Today is distinctively different from the third revolution due to:
  1. Velocity, the speed of current technology breakthroughs;
  2. Scope, disruptive technologies are affecting nearly every industry in every country, and;
  3. Systems impact, because the monumental transformations of how we work and manage are changing fundamentally.
 
We are moving from a vertical world to a horizontal world. In fact, you could argue that the first three industrial revolutions were somewhat singular and vertical. The fourth revolution, which is data and digital technology driven, is more horizontal in that today, we have unprecedented processing power and unlimited access to knowledge. These trends transcend industry.
 
Digitization and connectivity is transforming our industry through the use of great connectivity, sensors, data and autonomy.
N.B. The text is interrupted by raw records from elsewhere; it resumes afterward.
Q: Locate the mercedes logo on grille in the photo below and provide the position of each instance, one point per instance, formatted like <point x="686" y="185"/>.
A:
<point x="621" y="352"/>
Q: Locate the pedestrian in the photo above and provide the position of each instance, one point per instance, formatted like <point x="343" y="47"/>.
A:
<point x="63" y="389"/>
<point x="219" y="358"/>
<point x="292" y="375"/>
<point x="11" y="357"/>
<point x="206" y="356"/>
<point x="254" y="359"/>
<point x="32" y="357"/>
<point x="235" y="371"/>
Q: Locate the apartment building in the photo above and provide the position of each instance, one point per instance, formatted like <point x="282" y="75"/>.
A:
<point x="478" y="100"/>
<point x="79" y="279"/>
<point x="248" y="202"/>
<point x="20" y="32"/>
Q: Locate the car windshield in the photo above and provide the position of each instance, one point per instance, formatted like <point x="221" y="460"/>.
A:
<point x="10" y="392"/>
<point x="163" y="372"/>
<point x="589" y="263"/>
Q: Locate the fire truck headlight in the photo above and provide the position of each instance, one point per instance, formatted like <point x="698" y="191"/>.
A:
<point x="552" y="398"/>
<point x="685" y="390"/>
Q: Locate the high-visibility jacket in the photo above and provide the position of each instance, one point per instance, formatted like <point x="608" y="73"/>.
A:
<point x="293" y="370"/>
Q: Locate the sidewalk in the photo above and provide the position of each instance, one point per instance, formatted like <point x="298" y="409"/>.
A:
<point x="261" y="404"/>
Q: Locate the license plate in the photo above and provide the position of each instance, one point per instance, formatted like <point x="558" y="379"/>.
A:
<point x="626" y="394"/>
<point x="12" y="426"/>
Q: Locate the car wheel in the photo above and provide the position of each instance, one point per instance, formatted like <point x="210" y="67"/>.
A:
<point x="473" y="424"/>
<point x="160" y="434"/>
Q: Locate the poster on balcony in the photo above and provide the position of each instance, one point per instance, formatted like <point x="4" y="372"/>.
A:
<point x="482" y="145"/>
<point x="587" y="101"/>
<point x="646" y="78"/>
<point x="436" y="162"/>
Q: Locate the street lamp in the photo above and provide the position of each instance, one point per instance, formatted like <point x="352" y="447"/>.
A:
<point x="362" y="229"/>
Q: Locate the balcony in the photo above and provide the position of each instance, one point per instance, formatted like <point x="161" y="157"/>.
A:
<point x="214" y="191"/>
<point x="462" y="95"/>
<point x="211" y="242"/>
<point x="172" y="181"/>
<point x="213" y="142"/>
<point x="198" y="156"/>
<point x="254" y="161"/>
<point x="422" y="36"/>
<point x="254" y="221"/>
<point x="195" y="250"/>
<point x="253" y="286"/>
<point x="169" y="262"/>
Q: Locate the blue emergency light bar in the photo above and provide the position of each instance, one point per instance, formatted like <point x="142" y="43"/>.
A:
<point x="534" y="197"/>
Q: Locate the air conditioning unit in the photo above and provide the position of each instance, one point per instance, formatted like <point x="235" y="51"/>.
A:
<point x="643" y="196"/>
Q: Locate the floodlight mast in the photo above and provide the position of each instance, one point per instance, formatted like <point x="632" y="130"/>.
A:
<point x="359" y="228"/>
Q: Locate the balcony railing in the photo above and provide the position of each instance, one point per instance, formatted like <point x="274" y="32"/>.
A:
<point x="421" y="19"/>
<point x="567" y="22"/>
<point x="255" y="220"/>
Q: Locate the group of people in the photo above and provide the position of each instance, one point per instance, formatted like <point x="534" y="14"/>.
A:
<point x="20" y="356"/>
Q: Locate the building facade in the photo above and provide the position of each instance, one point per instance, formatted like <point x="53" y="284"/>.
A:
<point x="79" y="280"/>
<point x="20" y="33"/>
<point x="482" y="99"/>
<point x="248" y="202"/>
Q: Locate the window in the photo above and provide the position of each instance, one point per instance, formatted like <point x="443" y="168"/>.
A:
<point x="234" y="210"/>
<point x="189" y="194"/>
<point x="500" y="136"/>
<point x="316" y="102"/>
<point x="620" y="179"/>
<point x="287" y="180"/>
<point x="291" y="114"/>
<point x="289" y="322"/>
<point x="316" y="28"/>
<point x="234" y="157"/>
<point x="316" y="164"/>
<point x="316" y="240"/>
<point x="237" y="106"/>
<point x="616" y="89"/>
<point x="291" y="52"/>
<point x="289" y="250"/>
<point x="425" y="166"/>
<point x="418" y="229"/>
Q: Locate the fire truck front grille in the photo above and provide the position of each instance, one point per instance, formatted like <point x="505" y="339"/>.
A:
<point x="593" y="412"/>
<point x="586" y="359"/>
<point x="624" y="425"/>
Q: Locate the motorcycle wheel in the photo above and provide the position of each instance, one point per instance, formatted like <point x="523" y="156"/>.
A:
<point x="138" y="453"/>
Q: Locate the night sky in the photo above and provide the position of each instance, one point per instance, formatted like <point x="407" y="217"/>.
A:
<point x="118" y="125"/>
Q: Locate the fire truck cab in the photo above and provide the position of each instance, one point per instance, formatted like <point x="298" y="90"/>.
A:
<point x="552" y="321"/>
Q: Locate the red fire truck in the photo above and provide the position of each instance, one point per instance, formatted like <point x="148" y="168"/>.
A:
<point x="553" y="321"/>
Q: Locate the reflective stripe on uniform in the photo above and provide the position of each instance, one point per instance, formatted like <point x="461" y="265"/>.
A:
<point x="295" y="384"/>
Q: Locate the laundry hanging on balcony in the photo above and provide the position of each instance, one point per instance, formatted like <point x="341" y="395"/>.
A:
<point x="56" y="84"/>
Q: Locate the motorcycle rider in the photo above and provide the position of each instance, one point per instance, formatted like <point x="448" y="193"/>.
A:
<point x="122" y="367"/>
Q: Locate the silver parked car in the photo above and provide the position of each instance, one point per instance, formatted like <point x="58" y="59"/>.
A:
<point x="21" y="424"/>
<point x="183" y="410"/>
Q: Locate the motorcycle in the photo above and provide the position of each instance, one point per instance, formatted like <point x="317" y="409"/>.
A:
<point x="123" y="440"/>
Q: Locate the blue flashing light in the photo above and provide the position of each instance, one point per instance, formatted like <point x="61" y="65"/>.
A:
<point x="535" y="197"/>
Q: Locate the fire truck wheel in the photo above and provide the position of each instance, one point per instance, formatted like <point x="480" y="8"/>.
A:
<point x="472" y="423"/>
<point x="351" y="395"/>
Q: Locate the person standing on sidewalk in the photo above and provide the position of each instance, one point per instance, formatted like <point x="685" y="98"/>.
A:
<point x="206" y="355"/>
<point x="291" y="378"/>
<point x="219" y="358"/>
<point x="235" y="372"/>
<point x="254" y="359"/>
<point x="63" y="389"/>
Performance improvements and marine regulatory compliance will be driven primarily by digital-related technologies, and secondarily by traditional technologies. The new norm is data-intensive. 
 
Disruptive technologies are impacting all of our daily lives. Look at what Uber and Air BnB have been able to accomplish, impacting legacy industries such as public transport and accommodation. So it is naïve for the maritime industry to think it is immune from such disruption, or a new definition of normal. The marine and offshore industries are seeing the early effects now of managing and leveraging data, but the full impact is still years away, with major changes on the horizon.
 
There will be obvious benefits to autonomy: lower operational costs; better operational efficiency; less human error; fewer carbon-based emissions; and increased safety. But it is important to understand the subtle differences between autonomy and autonomous. Autonomy is defined as the quality of self-governance and freedom from external control or influence; it is also used often with the word independence.
 
Autonomous, on the other hand, can take different meanings when speaking of vehicles and ships. An autonomous vehicle is a motor vehicle that uses artificial intelligence, sensors and the coordinates from a global positioning system to drive itself without the active intervention of a human operator.
 
An autonomous ship is a marine vessel with sensors, automated navigation, propulsion and auxiliary systems, with the decision logic necessary to follow mission plans, sense the environment, adjust mission execution according to the environment and potentially operate without human intervention.
 
The concept of the autonomous ship is accelerating globally, primarily driven by governments.
 
Vendors and shipyards also are accelerating the activity in this space alongside governments, with activities primarily contained locally, within countries, rather than expansive international projects at this time. 
 
Autonomy Challenges
None of this development is without challenges. The journey from automated to autonomous is complicated, but logical. As vessels adapt to more sensors, health and performance monitoring and performance optimization, they will become smart assets.
 
In addition to increased monitoring and optimization, factors such as data integrity, software integrity and cyber security are now factoring into the equation to allow vessels to become semi-autonomous. Once machine learning and automated decision-making take hold, only then can a vessel achieve autonomy. Of course, each of these progressions must come with rigorous verification and validation for every step.
 
Verification involves asking: ‘are we doing the thing right’? Validation is asking ‘are we are doing the right thing’? Both questions are critical throughout the logistical progression to smart and autonomous. Finally, the societal need for safety must be addressed in a digital progression to semi-autonomous (reduced manning) or completely autonomous (unmanned). In this context, the next generation of safety system is the cyber-enabled physical system – beyond traditional safety systems such as hull and structure, mechanical and electrical.
 
Cyber and software are the third leg of the safety stool, adding a new dimension to a vessel’s safety system. Maritime safety – in shipping and in offshore – will depend increasingly on cyber-enabled physical systems and integrated IT/OT efforts. Safety-related regulations and standards must recognize this and address this because software is the safety system nobody sees.
 
The Human Factor 
In addition to developing and adopting new technologies and regulatory frameworks, the maritime industry also must take a hard look at what type of people will be required to work effectively in this ‘new norm’, and also – and perhaps more importantly – what academia needs to do to prepare this new talent and what organizations need to do to retain it. New mindsets, skill sets and leadership will be required. This is what I call the absolute value of talent.
 
As I lead a global digital company operating at the frontier edge of technology, the biggest and most important asset on our balance sheet is people. People are the engine that drives my company and talent is the energy source or fuel that makes it happen.
 
Analog talent is different from digital talent. With digital technology transforming us almost daily and companies planning and executing growth strategies, talent needs to be looked at in the context of seven questions:
  1. What talent is needed in a technology-driven world?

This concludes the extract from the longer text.